Order, Supreme Court, New York County (Carol R. Edmead, J.), entered August 20, 2009, which, in an action for personal injuries sustained when a glass shower door in a cooperative apartment shattered, granted defendant-respondent cooperative's motion pursuant to CPLR 3211 (a) (1) to dismiss the complaint as against it, unanimously affirmed, without costs.
Joseph Deliso Associates, Brooklyn (Joseph A. Deliso of counsel), for appellants.
Lester Schwab Katz Dwyer, LLP, New York (Harry Steinberg of counsel), for respondent.
Before: Gonzalez, P.J., Andrias, Acosta, Renwick and Abdus-Salaam, JJ.

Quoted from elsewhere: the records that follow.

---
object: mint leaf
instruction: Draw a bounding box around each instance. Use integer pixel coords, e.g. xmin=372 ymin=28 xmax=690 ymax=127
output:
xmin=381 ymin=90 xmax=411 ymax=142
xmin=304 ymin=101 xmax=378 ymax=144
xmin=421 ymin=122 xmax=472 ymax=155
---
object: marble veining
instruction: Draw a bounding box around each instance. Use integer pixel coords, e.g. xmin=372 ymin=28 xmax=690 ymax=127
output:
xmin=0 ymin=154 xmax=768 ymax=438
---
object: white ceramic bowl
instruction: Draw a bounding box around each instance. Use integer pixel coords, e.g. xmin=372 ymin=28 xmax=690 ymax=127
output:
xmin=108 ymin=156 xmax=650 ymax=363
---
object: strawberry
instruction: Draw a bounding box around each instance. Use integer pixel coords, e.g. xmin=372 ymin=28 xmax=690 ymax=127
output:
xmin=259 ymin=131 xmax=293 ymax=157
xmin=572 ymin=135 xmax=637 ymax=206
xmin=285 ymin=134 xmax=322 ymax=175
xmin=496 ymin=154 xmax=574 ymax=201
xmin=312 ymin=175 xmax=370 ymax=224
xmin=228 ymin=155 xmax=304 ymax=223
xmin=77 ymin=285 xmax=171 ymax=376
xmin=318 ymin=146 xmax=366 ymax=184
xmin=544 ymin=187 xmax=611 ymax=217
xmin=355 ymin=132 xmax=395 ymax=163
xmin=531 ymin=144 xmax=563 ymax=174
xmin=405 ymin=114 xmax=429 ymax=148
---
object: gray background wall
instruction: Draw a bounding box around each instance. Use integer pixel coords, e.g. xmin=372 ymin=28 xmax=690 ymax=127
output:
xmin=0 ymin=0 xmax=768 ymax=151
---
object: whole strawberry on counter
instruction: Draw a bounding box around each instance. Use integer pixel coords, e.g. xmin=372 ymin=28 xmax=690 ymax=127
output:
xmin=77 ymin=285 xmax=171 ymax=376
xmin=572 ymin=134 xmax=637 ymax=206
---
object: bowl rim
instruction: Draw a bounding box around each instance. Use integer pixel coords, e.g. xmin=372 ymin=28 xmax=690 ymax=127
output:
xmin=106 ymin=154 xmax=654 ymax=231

The clause in the proprietary lease placing "sole responsibility" for maintenance and repair of the unit's interior, "including interior walls, floors and ceilings, but excluding windows . . . [and] entrance and terrace doors," on the unit's lessee, definitively establishes that defendant coop, the building's owner, owed plaintiffs, one of the unit's lessees and her injured spouse, no duty of care with respect to the allegedly defective shower door ( see Machado v Clinton Hous. Dev. Co., Inc., 20 AD3d 307; Blonder Co., Inc. v Citibank, N.A., 28 AD3d 180, 182). The coop's reservation of a right of reentry in the proprietary lease does not avail plaintiffs absent allegations that the shower door constituted a significant structural or design defect that violated a specific statutory provision ( see Boateng v Four Plus Corp., 22 AD3d 323). We have considered plaintiffs' other arguments and find them unavailing.